Aging is associated with cognitive declines that originate in impairments of function in the neurons that make up the nervous system. The marine mollusk Aplysia californica (Aplysia) is a premier model for the nervous system uniquely suited to investigation of neuronal aging due to uniquely identifiable neurons and molecular techniques available in this model. This study describes the molecular processes associated with aging in two populations of sensory neurons in Aplysia by applying RNA sequencing technology across the aging process (age 6-12 months). Differentially expressed genes clustered into four to five coherent expression patterns across the aging time series in the two neuron populations. Enrichment analysis of functional annotations in these neuron clusters revealed decreased expression of pathways involved in energy metabolism and neuronal signaling, suggesting that metabolic and signaling pathways are intertwined. Furthermore, increased expression of pathways involved in protein processing and translation suggests that proteostatic stress also occurs in aging. Temporal overlap of enrichment for energy metabolism, proteostasis, and neuronal function suggests that cognitive impairments observed in advanced age result from the ramifications of broad declines in energy metabolism.
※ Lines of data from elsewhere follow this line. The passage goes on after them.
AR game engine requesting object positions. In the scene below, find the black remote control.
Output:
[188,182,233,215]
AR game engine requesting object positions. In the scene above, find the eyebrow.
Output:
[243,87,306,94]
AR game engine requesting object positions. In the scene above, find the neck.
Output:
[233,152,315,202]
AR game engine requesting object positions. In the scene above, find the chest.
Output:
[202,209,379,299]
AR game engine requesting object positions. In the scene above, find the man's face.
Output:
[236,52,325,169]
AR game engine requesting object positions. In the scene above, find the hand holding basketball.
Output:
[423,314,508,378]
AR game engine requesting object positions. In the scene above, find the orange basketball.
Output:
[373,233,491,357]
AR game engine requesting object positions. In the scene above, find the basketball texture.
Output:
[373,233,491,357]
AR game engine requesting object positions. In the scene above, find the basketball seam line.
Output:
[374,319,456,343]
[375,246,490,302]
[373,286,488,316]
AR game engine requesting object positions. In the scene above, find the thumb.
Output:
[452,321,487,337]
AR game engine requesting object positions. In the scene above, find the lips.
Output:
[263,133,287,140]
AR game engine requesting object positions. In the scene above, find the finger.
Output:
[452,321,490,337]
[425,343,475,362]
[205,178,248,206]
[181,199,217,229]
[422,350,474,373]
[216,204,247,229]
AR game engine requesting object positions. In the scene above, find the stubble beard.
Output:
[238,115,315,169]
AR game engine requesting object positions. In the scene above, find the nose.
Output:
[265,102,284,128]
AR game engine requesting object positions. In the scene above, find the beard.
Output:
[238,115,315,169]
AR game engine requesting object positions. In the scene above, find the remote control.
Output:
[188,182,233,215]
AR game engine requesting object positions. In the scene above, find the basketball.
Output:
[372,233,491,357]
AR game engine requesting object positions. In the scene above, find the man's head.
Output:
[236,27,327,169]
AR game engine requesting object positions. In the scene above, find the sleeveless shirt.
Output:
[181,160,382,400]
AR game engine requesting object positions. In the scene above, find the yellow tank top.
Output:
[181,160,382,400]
A comparison of hatchery-rearing in exercise to wild animal physiology and reflex behavior in Aplysia californica.

Aplysia californica was hatchery-reared in two turbulence protocols intended to imitate the intermittent turbulence of the native habitat and to promote development of the foot muscle from the exercise of adhering to the substrate. Hatchery-reared animals in turbulence regimes were compared to siblings reared in quiet water, and to wild animals, using noninvasive assessments of the development of the foot muscle. The objective was to learn if the turbulence-reared phenotype mimicked laboratory-targeted aspects of the wild phenotype, that is, reflex behavior, swim tunnel performance, and resting oxygen consumption (MO2). No group exhibited different MO2. MO2 values for all of the compared groups of animals followed the power law, with an exponent of 0.69, consistent with this relationship throughout the animal kingdom. Turbulence-induced exercise did not affect the righting reflex or the tail withdrawal reflex, standard behavioral tests that involve the foot muscle, compared to quiet water-reared siblings. Wild individuals had significantly shorter time-to-right than all hatchery reared animals, however, wild animals did not perform better in flume tests. That turbulence-reared hatchery- or wild animals lacked superior flume performance suggests that this species may shelter from intertidal wave energy to remain near its optimal feeding areas.